Ist das Leben in Kollektiven bereits ein politischer Ausdruck und viel wirkungsvoller für eine Transformation des Kapitalismus, als auf die Straße zu gehen und sich an verzweifelten Aktionen zu beteiligen? Beides natürlich. Eines ist auch klar: Die Definitionshoheit hat stets der Staat. Im Abschnitt „System Change“, auf Seite 30, spricht Elisabeth diese Frage an.
Auf Seite 39 beschreibt sie in einer guten Übersicht, welche Schritte zu tun sind, um das Unternehmen irgendwann anzufangen. Wenn dann das Programm, der Weg bis zum Anfang steht, dann empfehle ich, so schnell wie möglich anzufangen und den ganzen Plan wieder loszulassen. Es kommt garantiert anders. Und dieses Bild gleicht einem sich ständig verändernden Chaos und das nennt sich: „Politisches aktives Leben.“
Bei diesen Projekten ist eines ganz entscheidend zu lernen, das Loslassen von Eigentum. Um das zu ertragen, muss, wie in der Schule, gelernt werden.
Elisabeth beschreibt das in vorsichtiger Form und führt hier die gängigen Kommunikationsmethoden an. Das spricht sie im Kapitel 2.1 „Kultur der Kooperation“ an und erklärt auch gleich dankenswerter Weise die Überraschungen, die in der Gruppe zu finden sind.

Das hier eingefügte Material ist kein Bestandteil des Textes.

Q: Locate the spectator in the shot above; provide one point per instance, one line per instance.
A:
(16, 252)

Bedeutsam ist an Elisabeths Einlassungen, dass sie gut verständlich sind und Raum für die eigenen Erfahrungen lassen. An vielen Stellen betont sie, dass es sich um einen Entwicklungsprozess handelt, um einen Organismus, der erst einigermaßen zur Ruhe kommt, wenn an der Ladentür das „Geöffnet“-Schild steht. Oder die Tischlerinnen den ersten wichtigen Auftrag haben.
Wenn die Kollektivist*innen nicht Jura oder Wirtschaft studiert haben, dann empfehle ich dieses Buch, das seit heute auch im Bücherschrank unserer Kommune steht.

Uwe Kurzbein (geb. 1942) hat die Kommune Lutter mitgegründet und ist Mitherausgeber des Kommunebuchs (Assoziation A). Seit 1998 lebt er in der Gemeinschaft Olgashof bei Wismar. Siehe Interview mit ihm „Jede Kommune ist anders. Ein Küchentischgespräch mit Uwe Kurzbein“, in: Bernd Drücke (Hg.), ja! Anarchismus, Unrast Verlag 2018, S. 331 ff.